Глава Государства – Андрей Гаврилович Антипов, – согласно закивал. Он вообще выступал против всей этой волны обличений, поскольку много лет работал под руководством товарища Латунина и весьма чтил его память. К тому же, имея очень почтенный возраст, Андрей Гаврилович был весьма консервативен и слабо понимал суть процесса демократизации.
– Так что, товарищи, – закончил Коломенцев, – пора принимать какое-то принципиальное решение.
После этих слов воцарилось молчание. Все ждали, что скажет товарищ Мишутин, поскольку «принципиальные решения» принимал обычно он. Но Сергей Михайлович безмолвствовал. Ему было трудно что-либо решить: с одной стороны свертывать процесс демократизации, ставший его политическим кредо, казалось невозможным, с другой – потакать крикунам также не следовало. Поэтому Председатель Главного Совета вопросительно посмотрел на соседа – Николая Ивановича Ермолаева, Премьера правительства.
Николай Иванович тоже молчал.

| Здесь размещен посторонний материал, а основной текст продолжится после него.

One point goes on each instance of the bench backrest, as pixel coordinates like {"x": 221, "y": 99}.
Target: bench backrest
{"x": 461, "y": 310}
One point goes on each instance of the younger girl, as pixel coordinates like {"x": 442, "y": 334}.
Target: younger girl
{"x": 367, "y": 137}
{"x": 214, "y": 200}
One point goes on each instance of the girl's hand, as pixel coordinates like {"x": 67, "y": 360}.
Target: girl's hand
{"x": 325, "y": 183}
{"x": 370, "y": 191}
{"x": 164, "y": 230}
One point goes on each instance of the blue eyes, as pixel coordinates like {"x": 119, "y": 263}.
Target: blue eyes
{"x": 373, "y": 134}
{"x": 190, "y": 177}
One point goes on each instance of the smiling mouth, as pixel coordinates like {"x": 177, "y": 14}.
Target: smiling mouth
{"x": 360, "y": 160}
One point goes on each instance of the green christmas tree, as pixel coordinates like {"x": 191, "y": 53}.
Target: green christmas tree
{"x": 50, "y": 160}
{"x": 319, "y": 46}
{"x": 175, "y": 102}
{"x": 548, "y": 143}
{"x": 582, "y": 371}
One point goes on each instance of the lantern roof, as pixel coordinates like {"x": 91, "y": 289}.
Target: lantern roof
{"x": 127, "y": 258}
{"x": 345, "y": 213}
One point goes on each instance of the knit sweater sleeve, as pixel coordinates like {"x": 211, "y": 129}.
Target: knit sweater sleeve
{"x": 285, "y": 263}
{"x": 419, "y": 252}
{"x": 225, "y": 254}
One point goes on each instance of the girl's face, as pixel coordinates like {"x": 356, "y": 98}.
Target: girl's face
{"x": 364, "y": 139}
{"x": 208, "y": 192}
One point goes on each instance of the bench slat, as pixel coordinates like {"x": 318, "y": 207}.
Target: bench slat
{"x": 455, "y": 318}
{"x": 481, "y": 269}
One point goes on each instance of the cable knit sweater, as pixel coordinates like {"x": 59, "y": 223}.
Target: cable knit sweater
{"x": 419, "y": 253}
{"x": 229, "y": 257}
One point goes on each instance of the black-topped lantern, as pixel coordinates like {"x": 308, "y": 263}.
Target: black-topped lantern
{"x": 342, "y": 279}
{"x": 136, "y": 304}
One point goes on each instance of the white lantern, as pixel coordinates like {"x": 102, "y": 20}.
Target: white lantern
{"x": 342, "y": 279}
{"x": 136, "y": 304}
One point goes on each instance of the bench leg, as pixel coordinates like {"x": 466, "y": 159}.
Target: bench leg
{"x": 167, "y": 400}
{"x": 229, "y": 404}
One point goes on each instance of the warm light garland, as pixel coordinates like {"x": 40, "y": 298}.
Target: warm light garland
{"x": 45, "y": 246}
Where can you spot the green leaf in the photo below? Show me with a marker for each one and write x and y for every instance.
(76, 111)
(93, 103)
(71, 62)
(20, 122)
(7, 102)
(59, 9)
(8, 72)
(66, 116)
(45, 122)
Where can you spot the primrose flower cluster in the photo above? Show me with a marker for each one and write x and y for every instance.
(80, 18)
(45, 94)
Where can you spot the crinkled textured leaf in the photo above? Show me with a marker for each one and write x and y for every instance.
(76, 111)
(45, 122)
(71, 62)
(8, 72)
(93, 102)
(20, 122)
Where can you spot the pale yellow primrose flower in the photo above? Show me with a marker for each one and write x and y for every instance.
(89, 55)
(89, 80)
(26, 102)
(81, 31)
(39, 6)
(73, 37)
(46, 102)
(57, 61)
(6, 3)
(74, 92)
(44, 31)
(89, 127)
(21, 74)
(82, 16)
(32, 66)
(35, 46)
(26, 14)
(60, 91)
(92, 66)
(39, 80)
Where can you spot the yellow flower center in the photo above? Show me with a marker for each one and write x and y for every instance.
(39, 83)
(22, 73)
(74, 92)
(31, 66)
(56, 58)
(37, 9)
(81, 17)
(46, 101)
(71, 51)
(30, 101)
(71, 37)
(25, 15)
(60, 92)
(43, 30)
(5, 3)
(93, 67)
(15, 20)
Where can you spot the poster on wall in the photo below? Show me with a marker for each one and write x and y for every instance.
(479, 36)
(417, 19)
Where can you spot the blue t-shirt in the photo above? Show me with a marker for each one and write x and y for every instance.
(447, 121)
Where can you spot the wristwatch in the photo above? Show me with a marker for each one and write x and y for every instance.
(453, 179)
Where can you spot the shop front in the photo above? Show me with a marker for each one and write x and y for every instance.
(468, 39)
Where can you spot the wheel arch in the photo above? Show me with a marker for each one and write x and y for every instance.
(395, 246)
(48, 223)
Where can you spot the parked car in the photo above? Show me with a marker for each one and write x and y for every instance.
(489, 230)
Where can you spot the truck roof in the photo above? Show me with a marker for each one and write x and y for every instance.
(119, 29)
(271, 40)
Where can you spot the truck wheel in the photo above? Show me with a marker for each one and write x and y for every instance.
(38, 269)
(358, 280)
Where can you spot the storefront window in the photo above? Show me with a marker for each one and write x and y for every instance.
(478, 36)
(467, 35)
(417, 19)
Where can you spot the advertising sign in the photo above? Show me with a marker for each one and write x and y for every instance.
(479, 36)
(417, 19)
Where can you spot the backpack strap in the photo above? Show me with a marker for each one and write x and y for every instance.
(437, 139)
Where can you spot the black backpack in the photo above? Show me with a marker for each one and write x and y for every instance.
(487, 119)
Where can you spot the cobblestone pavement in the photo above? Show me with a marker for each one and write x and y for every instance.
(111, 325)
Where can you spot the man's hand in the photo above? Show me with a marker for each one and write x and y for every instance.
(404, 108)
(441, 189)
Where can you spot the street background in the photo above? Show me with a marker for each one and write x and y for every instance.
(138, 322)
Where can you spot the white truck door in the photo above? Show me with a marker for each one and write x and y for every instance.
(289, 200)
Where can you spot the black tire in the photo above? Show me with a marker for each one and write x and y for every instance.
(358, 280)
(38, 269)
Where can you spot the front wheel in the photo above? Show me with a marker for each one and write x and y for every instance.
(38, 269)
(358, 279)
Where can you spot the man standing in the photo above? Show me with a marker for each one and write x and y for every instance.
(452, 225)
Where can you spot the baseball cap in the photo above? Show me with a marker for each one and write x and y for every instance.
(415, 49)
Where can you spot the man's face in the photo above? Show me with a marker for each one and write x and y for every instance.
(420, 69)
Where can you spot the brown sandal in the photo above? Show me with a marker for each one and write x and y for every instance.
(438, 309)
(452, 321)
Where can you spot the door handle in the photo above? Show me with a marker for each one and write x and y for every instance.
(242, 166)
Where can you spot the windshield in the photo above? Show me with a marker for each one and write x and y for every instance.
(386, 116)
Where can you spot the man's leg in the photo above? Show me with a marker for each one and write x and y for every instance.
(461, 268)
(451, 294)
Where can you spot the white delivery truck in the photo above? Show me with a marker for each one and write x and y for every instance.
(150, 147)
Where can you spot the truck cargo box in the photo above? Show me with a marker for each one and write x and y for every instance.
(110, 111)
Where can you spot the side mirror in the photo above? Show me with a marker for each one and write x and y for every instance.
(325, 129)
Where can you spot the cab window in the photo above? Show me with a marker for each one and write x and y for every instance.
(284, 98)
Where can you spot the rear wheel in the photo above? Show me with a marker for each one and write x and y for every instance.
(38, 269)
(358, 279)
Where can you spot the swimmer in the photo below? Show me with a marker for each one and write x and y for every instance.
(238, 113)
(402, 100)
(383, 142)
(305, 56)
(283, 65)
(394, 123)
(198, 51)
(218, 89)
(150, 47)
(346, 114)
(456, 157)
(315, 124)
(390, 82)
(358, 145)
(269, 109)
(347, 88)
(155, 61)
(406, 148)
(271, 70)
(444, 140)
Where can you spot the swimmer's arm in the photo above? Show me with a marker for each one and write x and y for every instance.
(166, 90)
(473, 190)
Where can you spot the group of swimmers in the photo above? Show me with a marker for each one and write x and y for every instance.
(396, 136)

Премьер был прагматиком, и в настоящий момент его более заботили проблемы капитального строительства в восточных районах страны и нехватка нефтепродуктов. Ему было не до идеологических споров по поводу печального наследия, оставленного Латуниным.
– Николай Иванович! – обратился к нему Председатель Совета.
– А? – встрепенулся Премьер, с трудом отвлекаясь от мыслей о нефтепродуктах. – Да, конечно. Надо бы перенести.
– Что? – не понял товарищ Мишутин. – Заседание перенести?
– Ах, нет, нет. Прах перенести. Ну, в журнале было в этом, в «Угольке». Требуют перенести. Перенесем – и все успокоятся. Чего еще больше?
И вновь воцарилось молчание. Премьер недаром слыл умным человеком. Он предложил выполнить наиболее радикальное требование возбужденной общественности – перенести прах товарища Латунина с почетного места у стены Акрополя куда-нибудь подальше.
– Это успокоит, – согласился товарищ Возгривин. – Дельная мысль.
Но так думали далеко не все. Члены Совета, имевшие преклонный возраст, справедливо опасались прецедента. Кроме того, обаяние покойного Латунина не давало возможности согласиться со столь радикальным предложением.
– Вы его не знали! – воскликнул товарищ Антипов. – Это же был человек! Вождь! Ну, ошибки, да, конечно… Но мы ведь осудили! Давно уже осудили! А прах переносить…
– Нехорошо, нехорошо! – согласно закивали старики.
– Ну, я не настаиваю, – пожал плечами Премьер. – Но раз общественность требует… А то ведь сколько времени на все это уходит! А ведь скоро начнется уборка. Да и с нефтепродуктами…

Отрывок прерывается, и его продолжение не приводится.